21785
Understanding Social Versus Private Intention: Exploring the Neural Correlates of Intention Understanding Based on Intentional Content

Thursday, May 12, 2016: 11:30 AM-1:30 PM
Hall A (Baltimore Convention Center)
N. I. Berger, Michigan State University, East Lansing, MI
Background:   Given that children with ASD demonstrate impairment in social-cognition, developing a comprehensive understanding of intention understanding in ASD is important as it is believed to be a foundational skill upon which higher level social-cognition is built. Recent behavioral work in young children with significant ASD symptomatology suggests that while deficits are not present on tasks requiring intent to be inferred from an actor’s action on an object (private intention), impairment is evident on tasks in which intent must be inferred from the actor’s social-communicative behavior such as eye gaze, vocalizations, or facial expressions (social intention). However, it is unclear whether the neural correlates supporting each type of intention are distinct. 

Objectives:  The purpose of this study was to validate a novel ERP paradigm to assess the neural correlates of private and social intention understanding that could be used to examine these constructs in children with ASD. As part of this validation process, we examined the relationship between the neural correlates of each type of intention understanding and autistic traits. 

Methods:   We examined neural indices of attention to social and non-social intention understanding in 35 typically developing young adults, exploring modulation of each type of intention understanding by level of autistic traits. Participants viewed a sequence of pictures depicting either social or private intention with the final picture of the sequence varying such that sometimes the actor completed the intended action and sometimes he performed an unintended action. Participants made a response only if the actor did what he intended to do; no responses were made to unintended actions. Autistic traits in this non-clinical sample were quantified using the Broader Autism Phenotype Questionnaire.

Results:   Across participants, there was a main effect of trial type, such that unintended actions resulted in greater allocation of attention — as indexed by larger P3 amplitude — compared to intended actions, and a main effect of intentional content, such that private intention stimuli resulted in greater allocation of attention — as indexed by larger P3 amplitude —  compared to social intention stimuli. An interaction between trial type and intentional content was also observed, which indicated that the difference in P3 amplitude between intended and unintended actions was greater for private than for social stimuli. Higher expression of autistic traits, specifically aloofness, was correlated with an attenuated allocation of attention — as indexed by smaller P3 amplitude — for social intention understanding, but was unrelated to private intention understanding. 

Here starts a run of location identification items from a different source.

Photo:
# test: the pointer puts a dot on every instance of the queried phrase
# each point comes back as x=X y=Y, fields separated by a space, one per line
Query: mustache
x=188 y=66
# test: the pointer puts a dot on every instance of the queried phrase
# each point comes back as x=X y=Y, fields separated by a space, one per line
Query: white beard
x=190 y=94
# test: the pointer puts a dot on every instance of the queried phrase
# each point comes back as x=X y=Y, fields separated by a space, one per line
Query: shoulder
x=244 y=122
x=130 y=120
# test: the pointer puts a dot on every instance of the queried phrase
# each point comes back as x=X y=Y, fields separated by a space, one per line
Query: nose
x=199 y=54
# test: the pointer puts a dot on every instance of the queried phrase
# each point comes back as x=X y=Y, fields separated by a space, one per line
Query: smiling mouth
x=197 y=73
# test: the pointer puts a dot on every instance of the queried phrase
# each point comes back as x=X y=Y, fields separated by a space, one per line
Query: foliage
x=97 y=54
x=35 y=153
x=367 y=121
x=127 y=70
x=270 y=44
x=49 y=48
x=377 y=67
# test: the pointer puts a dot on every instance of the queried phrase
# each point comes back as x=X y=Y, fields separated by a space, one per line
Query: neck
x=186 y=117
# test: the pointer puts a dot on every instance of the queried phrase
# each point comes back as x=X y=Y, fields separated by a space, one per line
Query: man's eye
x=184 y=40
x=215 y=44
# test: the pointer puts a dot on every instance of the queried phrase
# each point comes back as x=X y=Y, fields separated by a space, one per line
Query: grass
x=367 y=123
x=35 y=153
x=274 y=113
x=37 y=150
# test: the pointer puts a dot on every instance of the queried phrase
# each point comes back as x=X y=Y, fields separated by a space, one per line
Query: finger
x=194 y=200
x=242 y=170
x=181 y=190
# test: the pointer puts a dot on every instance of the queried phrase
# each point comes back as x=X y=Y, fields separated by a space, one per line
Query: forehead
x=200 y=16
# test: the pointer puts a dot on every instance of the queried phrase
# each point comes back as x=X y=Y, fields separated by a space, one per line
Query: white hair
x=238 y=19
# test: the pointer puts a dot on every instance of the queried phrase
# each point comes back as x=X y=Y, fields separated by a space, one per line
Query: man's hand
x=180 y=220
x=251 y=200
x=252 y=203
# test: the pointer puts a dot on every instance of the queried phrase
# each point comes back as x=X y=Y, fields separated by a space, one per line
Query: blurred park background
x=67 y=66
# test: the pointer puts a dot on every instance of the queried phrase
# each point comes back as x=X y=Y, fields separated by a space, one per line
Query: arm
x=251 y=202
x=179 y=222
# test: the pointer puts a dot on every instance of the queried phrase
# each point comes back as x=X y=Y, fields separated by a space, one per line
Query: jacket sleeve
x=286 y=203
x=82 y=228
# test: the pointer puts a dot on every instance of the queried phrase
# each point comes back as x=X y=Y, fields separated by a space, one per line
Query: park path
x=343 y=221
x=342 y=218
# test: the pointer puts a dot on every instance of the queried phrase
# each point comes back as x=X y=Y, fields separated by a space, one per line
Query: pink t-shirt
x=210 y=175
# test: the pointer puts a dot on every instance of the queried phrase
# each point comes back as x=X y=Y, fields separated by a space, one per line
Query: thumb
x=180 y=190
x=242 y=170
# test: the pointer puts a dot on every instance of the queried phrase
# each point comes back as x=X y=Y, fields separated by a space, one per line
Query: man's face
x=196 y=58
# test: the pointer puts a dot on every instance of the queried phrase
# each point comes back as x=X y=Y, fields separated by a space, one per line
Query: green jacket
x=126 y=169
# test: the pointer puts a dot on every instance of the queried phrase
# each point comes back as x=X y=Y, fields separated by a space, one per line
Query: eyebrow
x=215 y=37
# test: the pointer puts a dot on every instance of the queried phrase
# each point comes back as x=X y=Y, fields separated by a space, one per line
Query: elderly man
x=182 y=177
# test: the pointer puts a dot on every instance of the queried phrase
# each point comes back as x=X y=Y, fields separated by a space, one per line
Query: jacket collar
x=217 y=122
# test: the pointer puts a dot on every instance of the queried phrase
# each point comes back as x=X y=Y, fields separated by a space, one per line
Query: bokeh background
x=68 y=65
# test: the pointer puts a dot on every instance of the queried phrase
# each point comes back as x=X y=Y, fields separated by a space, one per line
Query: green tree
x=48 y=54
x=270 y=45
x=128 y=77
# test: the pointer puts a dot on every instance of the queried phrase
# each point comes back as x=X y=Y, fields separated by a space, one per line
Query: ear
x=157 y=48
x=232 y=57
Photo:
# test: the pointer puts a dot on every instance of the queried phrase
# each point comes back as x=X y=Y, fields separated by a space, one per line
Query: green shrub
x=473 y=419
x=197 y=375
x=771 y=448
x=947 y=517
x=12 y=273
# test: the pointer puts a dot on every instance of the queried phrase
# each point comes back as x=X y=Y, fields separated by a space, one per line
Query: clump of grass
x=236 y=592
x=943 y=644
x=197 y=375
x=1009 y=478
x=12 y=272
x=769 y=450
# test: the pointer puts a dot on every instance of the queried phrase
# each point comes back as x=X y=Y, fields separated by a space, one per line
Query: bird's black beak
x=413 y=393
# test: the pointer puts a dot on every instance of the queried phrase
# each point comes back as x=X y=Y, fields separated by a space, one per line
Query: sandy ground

Conclusions:  Neuroelectric indices of attention concord with behavioral findings of a dissociation between social and private intention understanding, and highlight that it is the processing of social intention in particular that is related to ASD traits. Notably, the attenuated allocation of attention for social intention understanding observed at higher levels of autistic traits seems to suggest that social intention stimulus cues (i.e., eye gaze and head turn) fail to induce a strong sense of expectancy for these individuals. This finding demonstrates that attenuated responsiveness to social-communicative cues extends to autistic characteristics within the range of typical functioning.